Я замер в медитации, в попытке забыть и простить, но эти старые (эпохи Возмездия) инструменты не могли сработать. Он прошептал злобно мне вслед: «You cannot work in the police if you continue to be like that, you’re worthless, you’re emptyheaded, men-up, forget her, become vicious and brutal again!.. Shit, that’s not my man, I don’t see my man anymore, what a heck of a man are you? Where is your power? Where is your aridity?.. I hate seeing you like that, I hate you!..» — и дальше плевался в меня, будто я был виноват. Ну а что поделать?..
Прошла во мне эпоха, и раз я выжил — подчиниться оставалось наступлению нового. Тут ничего не остается, как стать чем-то, к чему ты призван.
Тут, на западном краю, надо уже раздеться и признать: нет, я не эта одежда, и не эта профессия, и не эта злоба, привычка, влюбленность и даже, увы, не сладкая дружба с любившими меня. Я — ничто из этого… Мне не во что вернуться, хотя я привык существовать через одни лишь болезненные возвращения к старому.
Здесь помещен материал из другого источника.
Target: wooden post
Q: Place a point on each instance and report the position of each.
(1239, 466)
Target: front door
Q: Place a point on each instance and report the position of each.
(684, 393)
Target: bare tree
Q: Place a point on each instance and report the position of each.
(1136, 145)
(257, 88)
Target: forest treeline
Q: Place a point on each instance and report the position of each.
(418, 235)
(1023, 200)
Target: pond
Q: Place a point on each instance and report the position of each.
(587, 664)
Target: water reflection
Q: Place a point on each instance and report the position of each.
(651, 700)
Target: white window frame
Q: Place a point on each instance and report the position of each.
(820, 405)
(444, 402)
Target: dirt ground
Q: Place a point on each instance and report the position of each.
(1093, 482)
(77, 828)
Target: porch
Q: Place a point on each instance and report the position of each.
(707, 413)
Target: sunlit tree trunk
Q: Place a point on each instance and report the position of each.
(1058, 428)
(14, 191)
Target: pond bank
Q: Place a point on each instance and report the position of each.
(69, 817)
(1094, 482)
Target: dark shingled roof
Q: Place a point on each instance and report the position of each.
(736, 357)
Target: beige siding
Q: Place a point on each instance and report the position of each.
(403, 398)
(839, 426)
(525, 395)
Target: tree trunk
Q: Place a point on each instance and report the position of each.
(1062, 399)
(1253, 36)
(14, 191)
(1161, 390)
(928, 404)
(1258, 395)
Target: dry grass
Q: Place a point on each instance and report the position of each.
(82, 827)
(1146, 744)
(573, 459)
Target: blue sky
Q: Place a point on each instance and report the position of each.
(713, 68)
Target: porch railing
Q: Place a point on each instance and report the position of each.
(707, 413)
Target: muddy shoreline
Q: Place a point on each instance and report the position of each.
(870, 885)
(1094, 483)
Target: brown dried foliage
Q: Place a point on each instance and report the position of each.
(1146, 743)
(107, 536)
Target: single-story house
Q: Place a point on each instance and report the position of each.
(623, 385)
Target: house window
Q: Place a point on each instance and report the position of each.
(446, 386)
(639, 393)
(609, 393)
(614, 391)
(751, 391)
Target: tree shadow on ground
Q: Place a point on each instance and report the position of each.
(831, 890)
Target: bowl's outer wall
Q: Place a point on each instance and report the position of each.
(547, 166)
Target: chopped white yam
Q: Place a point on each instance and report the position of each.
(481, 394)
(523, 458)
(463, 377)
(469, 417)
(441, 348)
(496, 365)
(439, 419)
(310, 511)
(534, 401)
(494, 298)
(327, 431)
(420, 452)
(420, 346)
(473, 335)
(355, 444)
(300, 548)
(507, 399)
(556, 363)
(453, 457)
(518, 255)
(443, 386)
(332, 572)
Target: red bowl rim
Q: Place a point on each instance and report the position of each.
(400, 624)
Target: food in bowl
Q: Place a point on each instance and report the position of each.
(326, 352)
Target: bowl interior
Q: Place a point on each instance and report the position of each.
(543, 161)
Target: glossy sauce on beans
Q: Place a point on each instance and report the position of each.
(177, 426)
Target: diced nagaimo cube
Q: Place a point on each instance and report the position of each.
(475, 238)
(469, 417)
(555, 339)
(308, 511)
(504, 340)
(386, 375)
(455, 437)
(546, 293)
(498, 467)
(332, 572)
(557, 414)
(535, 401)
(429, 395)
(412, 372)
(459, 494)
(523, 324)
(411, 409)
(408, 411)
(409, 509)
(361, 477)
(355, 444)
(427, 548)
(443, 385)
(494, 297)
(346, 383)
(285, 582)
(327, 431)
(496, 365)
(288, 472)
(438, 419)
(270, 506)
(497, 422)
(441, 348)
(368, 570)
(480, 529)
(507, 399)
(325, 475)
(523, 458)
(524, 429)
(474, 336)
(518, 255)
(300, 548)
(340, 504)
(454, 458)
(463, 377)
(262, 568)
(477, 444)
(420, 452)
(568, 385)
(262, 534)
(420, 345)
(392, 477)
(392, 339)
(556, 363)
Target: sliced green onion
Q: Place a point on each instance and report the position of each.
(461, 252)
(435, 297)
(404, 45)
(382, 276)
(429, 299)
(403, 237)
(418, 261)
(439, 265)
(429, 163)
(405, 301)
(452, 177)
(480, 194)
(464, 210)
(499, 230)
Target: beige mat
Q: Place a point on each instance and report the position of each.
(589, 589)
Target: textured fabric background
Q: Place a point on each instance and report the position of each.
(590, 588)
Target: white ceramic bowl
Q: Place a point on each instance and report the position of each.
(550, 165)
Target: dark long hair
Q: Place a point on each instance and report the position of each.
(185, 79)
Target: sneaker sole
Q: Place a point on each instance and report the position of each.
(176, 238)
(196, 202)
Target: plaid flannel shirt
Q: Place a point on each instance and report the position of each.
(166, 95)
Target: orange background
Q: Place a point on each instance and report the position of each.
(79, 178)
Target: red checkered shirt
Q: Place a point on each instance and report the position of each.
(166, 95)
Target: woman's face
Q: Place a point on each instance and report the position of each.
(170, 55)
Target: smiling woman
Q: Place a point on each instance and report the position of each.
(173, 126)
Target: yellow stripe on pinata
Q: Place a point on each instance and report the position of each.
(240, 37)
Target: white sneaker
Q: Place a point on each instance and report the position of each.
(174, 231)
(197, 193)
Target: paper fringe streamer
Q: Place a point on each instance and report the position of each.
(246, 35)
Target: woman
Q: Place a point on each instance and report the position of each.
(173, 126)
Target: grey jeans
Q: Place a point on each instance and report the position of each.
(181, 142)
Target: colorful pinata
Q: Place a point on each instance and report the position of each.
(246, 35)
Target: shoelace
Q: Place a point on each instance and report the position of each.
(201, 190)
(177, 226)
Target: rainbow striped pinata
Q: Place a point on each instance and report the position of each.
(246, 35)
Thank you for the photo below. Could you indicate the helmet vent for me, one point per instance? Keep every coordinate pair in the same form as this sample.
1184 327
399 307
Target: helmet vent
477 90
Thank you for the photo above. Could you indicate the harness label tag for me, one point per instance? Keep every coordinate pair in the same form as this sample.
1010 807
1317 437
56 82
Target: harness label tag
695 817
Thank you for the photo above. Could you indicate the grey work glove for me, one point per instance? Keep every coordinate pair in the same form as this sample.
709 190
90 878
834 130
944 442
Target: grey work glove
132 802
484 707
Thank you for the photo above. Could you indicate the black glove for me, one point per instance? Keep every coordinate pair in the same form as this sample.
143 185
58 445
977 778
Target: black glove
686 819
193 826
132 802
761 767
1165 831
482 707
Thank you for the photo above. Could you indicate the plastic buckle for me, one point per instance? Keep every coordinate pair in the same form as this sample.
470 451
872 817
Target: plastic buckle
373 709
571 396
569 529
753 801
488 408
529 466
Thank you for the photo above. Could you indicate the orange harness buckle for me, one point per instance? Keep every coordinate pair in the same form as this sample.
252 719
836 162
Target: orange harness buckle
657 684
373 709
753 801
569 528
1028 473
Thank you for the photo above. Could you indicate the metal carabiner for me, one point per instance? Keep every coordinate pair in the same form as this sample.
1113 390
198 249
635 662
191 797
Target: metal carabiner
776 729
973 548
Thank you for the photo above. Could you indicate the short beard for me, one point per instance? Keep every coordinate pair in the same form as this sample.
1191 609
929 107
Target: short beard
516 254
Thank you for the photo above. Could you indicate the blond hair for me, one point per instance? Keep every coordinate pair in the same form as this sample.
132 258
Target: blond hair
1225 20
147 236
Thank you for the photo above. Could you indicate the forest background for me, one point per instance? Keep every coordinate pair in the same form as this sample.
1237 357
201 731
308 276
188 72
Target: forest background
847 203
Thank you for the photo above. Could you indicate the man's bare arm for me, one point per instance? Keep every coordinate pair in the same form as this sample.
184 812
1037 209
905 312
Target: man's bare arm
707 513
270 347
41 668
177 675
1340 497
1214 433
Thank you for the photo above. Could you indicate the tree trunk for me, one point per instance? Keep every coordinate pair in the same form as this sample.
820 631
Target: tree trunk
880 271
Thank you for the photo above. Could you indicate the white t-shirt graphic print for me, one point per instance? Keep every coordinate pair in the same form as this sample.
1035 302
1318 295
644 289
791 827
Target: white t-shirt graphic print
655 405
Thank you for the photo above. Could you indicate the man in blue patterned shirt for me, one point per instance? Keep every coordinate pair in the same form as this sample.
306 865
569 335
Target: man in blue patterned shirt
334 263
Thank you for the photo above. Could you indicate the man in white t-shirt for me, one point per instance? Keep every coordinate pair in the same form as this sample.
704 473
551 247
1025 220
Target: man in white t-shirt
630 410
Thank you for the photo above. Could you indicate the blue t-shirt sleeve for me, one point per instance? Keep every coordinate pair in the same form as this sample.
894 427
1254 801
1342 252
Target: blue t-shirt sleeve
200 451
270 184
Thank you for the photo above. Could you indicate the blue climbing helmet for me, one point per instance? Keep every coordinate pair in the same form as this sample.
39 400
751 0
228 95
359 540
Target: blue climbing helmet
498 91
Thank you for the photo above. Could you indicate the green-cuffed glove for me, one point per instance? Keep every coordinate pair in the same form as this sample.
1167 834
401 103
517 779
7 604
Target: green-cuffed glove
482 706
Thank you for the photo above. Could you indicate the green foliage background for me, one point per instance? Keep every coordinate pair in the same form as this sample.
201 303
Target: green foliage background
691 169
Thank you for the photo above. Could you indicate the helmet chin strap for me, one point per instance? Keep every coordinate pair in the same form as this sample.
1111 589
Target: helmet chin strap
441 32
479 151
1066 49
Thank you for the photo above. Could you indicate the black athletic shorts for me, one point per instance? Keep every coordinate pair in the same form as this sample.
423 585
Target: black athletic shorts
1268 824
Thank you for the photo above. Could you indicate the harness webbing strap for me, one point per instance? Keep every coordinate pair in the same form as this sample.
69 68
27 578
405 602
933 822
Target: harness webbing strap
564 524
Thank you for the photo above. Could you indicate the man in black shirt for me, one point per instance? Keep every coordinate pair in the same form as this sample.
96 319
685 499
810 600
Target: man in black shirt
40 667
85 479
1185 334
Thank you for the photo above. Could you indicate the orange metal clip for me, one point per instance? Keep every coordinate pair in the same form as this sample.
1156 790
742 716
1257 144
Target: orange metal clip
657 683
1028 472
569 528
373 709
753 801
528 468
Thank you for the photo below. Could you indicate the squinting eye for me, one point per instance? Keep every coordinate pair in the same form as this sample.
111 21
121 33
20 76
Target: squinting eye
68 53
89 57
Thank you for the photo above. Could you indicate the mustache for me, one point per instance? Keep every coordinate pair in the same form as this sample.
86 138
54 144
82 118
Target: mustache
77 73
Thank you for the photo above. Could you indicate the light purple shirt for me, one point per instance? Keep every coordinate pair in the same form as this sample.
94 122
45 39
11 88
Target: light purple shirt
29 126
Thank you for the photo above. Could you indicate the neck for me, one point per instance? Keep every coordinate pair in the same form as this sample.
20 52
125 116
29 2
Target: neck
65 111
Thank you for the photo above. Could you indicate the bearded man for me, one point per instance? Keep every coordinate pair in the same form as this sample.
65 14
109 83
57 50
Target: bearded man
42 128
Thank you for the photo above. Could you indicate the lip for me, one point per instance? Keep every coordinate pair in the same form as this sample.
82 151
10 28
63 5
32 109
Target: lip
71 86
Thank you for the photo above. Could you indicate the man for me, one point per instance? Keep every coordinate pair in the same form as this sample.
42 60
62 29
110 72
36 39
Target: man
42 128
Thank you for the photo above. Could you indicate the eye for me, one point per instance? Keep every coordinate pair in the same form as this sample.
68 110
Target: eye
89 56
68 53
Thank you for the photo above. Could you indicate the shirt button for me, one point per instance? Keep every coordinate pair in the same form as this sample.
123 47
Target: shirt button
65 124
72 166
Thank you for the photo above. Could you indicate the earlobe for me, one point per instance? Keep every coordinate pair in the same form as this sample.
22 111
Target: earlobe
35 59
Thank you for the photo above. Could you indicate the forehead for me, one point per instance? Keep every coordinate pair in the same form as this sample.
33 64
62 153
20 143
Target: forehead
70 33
Время оттолкнуться, ведь худшее зло позади. Познано, узнано и оплакано. А значит, пора шагнуть в новое, если бы только оно было возможно. Призрачный Музей разрастается и впускает меня выше.
Второе. О новом, без амбиций изобразить, вспомнить новое, но все же придется рисовать некоторые структуры, особенно если задумал впоследствии выйти: списки, разделы, учителя, этажи и снова списки…
Afterglow ярости… Мне нравится это слово, afterglow, — одно из немногих подлинно американских, я бы сказал, даже калифорнийских слов. Сложно объяснить человеку, который не живет в трехсотдневном лете, в солнечном забвении, что света бывает так много, что он переполняет голову, и все безумие мира стекается в твою ноющую черепушку, и ничего не ждешь так сильно, особенно летом, как постзакатного сияния:
• предвосхищающего прохладу;
• орошающего горы живым пыльным светом, простреливающего волнистый горизонт океана столпом зеленого пламени;
• взрывающегося над городом пурпурной занавесью;
• розовеющего и чернеющего одновременно.
Ничего не ждешь, когда сумерки нисходят до подножия восьми часов вечера летом, но в первой прохладе тьмы приходит гигантская кинематографическая луна, желтая вестница ночи. И ничто так не поражает воображение, как ее пылающий, кровавый закат. Оставит затем обессиленного тебя наедине с шифром звезд, молчаливо, выразительно взирающих на твой грех и славу.
И afterglow… слово, которым я называю лето две тысячи восемнадцатого, когда остывал тот прежний человек, живший во мне, и вовсе не оттого, что он убрал в дальний ящик любые надежды вернуться на родину. Закончил он, и отсюда происхождение «второго», хотя оно условно, как все подлинное — в природе все мягко переходит и превращается, но потому и оказались мы в Музее, в окружении искушения и искусственности.
Так вот он остывал теперь. Залечивал рану. Узел боли можно было разрубить только силой, оружием, а любая победа силой оставляет по себе траур, и траур надо оплакать. А надо было отрубить от себя дом. Но довольно! Прошло три года — довольно, я не вернусь. Нет у меня той Москвы, что я знал, и у Москвы нету больше меня, растаял мой призрак, бывавший в ней гостем и проводником во снах. Нет у меня пути обратно, в старые одежды не нарядиться. Нет ни одежд самих, ни тела, чтоб наряжать.